Serve cheesecake with desired toppings. Cover and store leftover cheesecake in the refrigerator for up to 5 days.
Homemade Lemon Curd
INGREDIENTS:
4 large egg yolks(for thicker lemon curd, see Note on eggs)
2/3 cup (134g) granulated sugar
1 Tablespoon lemon zest (about 1 lemon)
1/3 cup (80ml) fresh lemon juice (about 2–3 lemons)
1/8 teaspoon salt
6 Tablespoons (86g) unsalted butter, softened to room temperature and cut into 6 pieces
DIRECTIONS:
Fill the bottom pot of your double boiler with 1–2 inches of water. (Or use the DIY double boiler method listed in the notes.) Place on high heat. Once the water begins to boil, reduce to low heat to keep the water at a simmer.
Place egg yolks, granulated sugar, lemon zest, lemon juice, and salt into the top pot of your double boiler. Using a silicone whisk, whisk until completely blended, then continue to whisk as the curd cooks. Constant whisking prevents the egg yolks from curdling. Whisk and cook until the mixture becomes thick, resembling the texture of hollandaise sauce, about 10 minutes. If curd isn’t thickening, turn up the heat and constantly whisk.
Remove pan from heat. Whisk the sliced butter into the curd. The butter will melt from the heat of the curd as you whisk. Pour curd into a jar or bowl and place a piece of plastic wrap directly on top so it is touching the top of the curd. (This prevents a skin from forming on top.) The curd will continue to thicken as it cools. Once cool, the plastic wrap can be removed.

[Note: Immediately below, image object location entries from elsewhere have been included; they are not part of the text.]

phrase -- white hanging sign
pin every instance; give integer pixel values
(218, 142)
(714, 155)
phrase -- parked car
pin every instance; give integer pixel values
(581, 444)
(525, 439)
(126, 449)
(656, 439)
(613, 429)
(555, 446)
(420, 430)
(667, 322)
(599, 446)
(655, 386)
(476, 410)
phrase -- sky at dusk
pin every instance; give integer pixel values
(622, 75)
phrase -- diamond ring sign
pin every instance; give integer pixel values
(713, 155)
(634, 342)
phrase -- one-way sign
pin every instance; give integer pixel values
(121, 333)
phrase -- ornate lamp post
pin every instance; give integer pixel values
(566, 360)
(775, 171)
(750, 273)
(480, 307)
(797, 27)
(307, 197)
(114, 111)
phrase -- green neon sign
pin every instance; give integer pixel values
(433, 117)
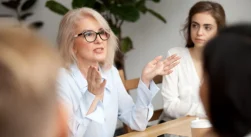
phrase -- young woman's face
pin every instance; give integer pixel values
(203, 28)
(89, 46)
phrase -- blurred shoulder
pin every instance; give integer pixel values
(180, 51)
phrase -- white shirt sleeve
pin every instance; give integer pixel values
(77, 123)
(174, 105)
(136, 115)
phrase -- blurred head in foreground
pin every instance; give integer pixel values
(226, 91)
(28, 72)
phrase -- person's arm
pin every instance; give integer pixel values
(135, 115)
(174, 105)
(78, 106)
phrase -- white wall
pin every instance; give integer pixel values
(150, 36)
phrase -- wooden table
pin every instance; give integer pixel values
(179, 126)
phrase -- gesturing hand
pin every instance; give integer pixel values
(159, 67)
(95, 84)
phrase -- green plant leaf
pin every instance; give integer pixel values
(157, 1)
(157, 15)
(125, 12)
(36, 25)
(56, 7)
(11, 4)
(82, 3)
(126, 44)
(28, 4)
(141, 6)
(24, 16)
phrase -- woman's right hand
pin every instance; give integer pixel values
(95, 84)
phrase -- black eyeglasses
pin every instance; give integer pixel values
(91, 35)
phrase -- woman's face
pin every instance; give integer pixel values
(203, 28)
(86, 48)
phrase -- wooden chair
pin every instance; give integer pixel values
(133, 84)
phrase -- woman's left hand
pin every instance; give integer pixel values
(159, 67)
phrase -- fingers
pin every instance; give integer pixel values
(171, 66)
(156, 60)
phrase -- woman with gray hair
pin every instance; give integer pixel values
(89, 84)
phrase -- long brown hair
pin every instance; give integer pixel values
(216, 11)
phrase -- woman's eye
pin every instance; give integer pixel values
(208, 28)
(88, 34)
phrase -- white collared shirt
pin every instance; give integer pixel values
(180, 89)
(117, 103)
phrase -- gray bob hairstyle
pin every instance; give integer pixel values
(66, 34)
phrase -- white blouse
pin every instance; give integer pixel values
(180, 89)
(117, 103)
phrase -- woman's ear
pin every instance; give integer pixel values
(62, 121)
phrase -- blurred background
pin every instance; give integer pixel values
(151, 30)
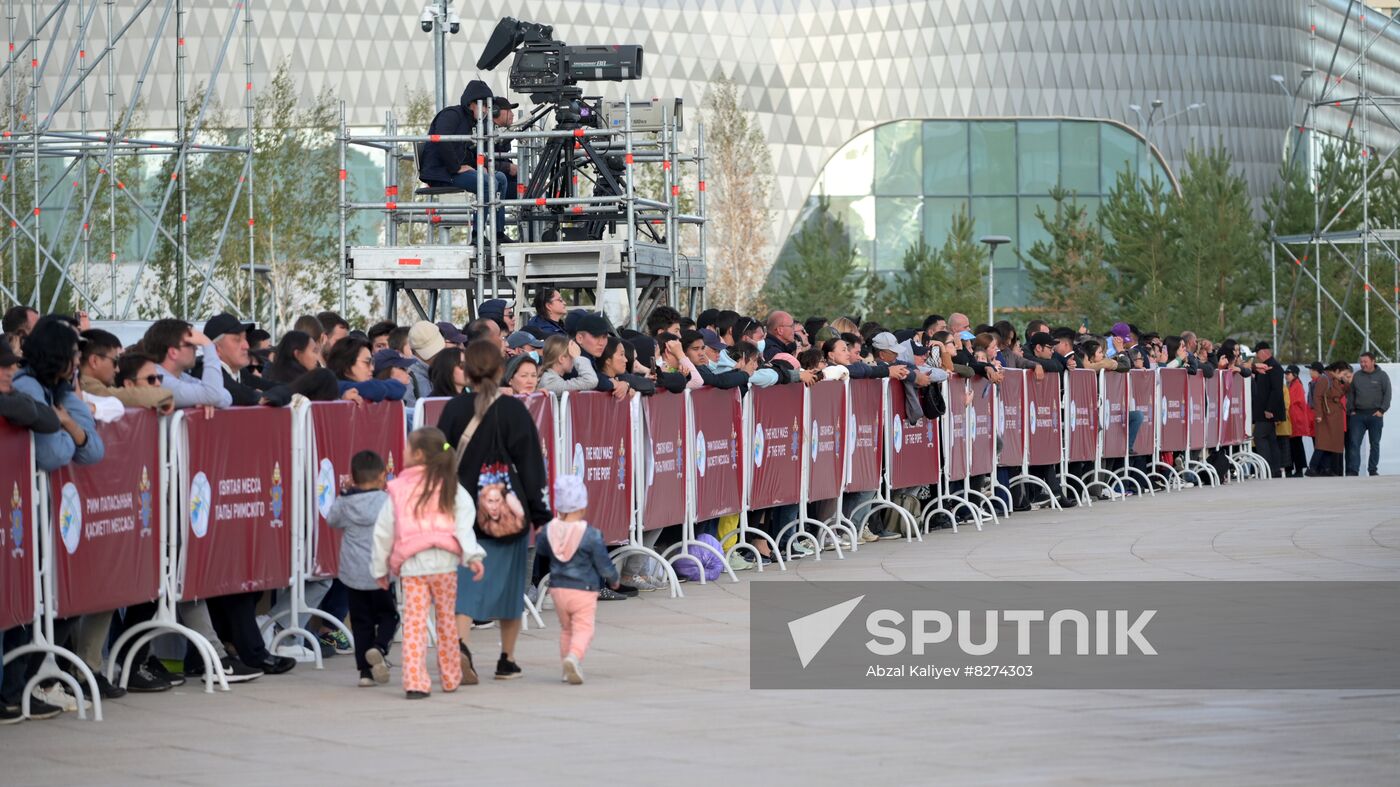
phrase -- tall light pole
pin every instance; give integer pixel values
(440, 18)
(993, 241)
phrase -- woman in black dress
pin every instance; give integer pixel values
(506, 434)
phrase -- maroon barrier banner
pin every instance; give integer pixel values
(863, 430)
(601, 427)
(718, 418)
(16, 537)
(1172, 409)
(777, 446)
(665, 450)
(238, 503)
(828, 440)
(914, 448)
(1043, 419)
(1143, 387)
(343, 429)
(983, 399)
(107, 538)
(1116, 429)
(1196, 406)
(1011, 430)
(956, 455)
(1084, 415)
(1213, 411)
(1232, 408)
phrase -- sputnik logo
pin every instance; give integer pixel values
(812, 632)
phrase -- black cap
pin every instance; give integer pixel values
(226, 322)
(594, 325)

Rhubarb dishes bring back wonderful memories of my Mother’s baking and cooking. My first harvest of rhubarb inspired me to try new recipes. This breakfast cake is delicious and could easily be made with other fruit as well. After eating the cake, my daughter and I agreed that you could make and skip the fruit..it’s that good!
Rhubarb Breakfast Cake
INGREDIENTS:
1/2 cup half and half, cream, or buttermilk
1 tsp lemon juice
1/2 cup unsalted butter at room temperature
1 cup granulated sugar plus 2 tsp for sprinkling
1 large egg, at room temperature
1 1/2 tsp vanilla extract
2 cups all purpose flour, saving out 1 Tbsp to toss with rhubarb
2 tsp baking powder
1 tsp salt
2 cups thinly sliced rhubarb
DIRECTIONS:
Set oven to 350F Lightly butter a 9×9 square baking pan. I like to line the pan with parchment paper with overhanging ends so I can easily lift out the cooled cake for cutting. That’s optional.
Stir the lemon juice into the half and half and set aside.

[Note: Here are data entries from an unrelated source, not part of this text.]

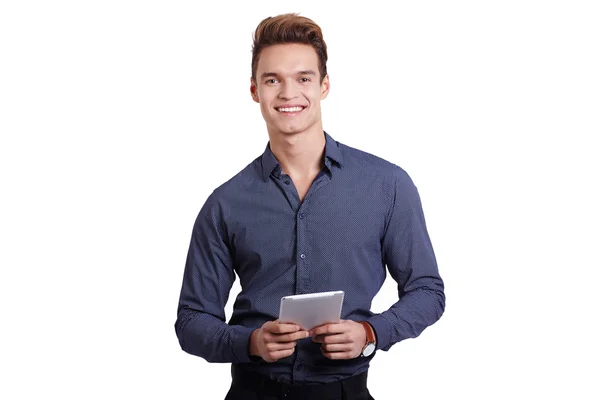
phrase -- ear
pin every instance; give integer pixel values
(325, 85)
(253, 90)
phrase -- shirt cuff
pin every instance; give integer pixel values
(241, 343)
(383, 331)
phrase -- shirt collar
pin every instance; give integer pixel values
(332, 153)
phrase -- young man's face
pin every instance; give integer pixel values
(288, 88)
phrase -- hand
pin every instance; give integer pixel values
(341, 341)
(273, 340)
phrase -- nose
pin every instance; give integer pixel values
(287, 91)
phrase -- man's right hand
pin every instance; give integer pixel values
(273, 340)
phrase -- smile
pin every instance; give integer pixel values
(294, 109)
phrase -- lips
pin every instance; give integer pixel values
(290, 109)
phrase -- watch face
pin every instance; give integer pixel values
(369, 350)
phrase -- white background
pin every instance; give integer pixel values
(118, 118)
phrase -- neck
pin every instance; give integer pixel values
(300, 155)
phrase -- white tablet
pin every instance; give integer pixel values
(311, 310)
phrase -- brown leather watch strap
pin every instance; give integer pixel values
(369, 330)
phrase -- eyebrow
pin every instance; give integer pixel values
(273, 74)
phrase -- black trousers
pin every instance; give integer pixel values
(248, 385)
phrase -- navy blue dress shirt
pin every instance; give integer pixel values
(360, 216)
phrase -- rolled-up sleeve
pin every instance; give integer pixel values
(207, 281)
(409, 256)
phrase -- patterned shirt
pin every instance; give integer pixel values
(361, 218)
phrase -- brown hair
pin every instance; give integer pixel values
(289, 28)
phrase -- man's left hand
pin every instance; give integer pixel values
(340, 341)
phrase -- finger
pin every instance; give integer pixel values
(335, 338)
(276, 346)
(276, 355)
(287, 337)
(329, 329)
(336, 348)
(276, 327)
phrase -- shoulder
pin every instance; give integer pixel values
(242, 181)
(358, 161)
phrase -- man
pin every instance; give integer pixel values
(309, 215)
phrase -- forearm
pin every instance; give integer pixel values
(209, 337)
(409, 316)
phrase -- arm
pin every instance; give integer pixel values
(207, 280)
(409, 256)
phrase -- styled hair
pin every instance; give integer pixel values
(289, 28)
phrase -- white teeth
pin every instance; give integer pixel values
(289, 109)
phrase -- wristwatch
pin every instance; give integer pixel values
(371, 342)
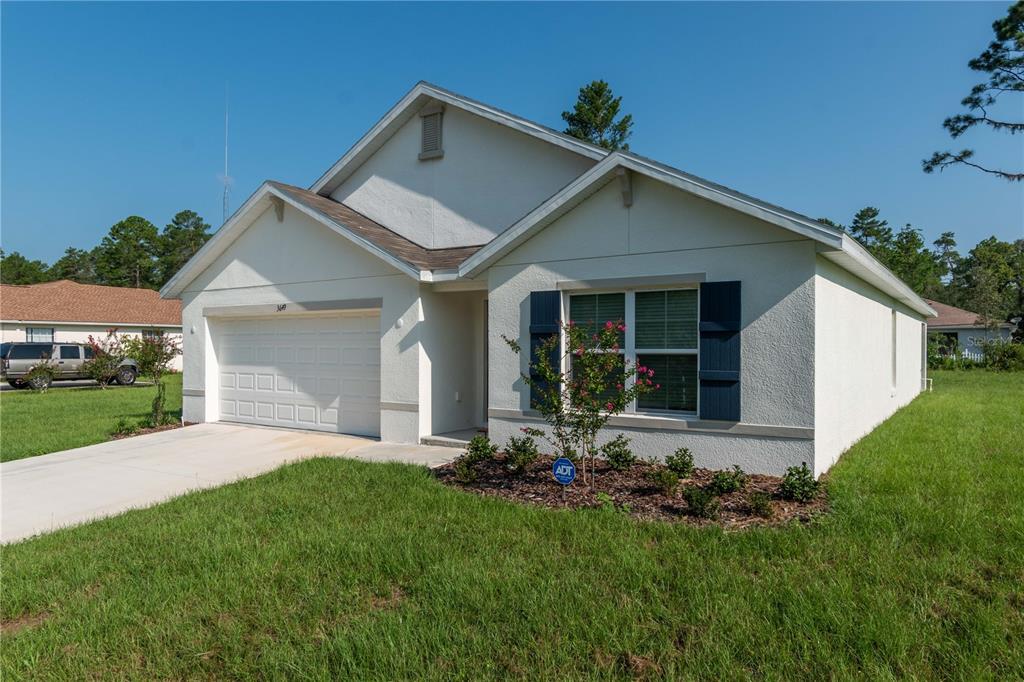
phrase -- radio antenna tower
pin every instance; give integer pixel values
(227, 178)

Cream the soft butter and sugar in a stand mixer, or with electric beaters, until fluffy and pale yellow. Beat in the egg and vanilla, scraping down the bowl as necessary.
Take 1 Tbsp of the flour to the rhubarb and toss well.
Whisk together the remaining flour, baking powder, and salt.
Add half of the flour mixture to the bowl and blend in. Add all of the half and half, and blend in. Finally add the rest of the flour and blend just until combined, don’t over mix. Fold in the rhubarb. Note: the batter is on the thick side.
Spread the batter into the prepared pan and sprinkle the top evenly with a little sugar. Bake for about 40-45 minutes, or until the cake is turning golden and a toothpick in the center comes out without wet batter clinging to it (moist crumbs are fine.)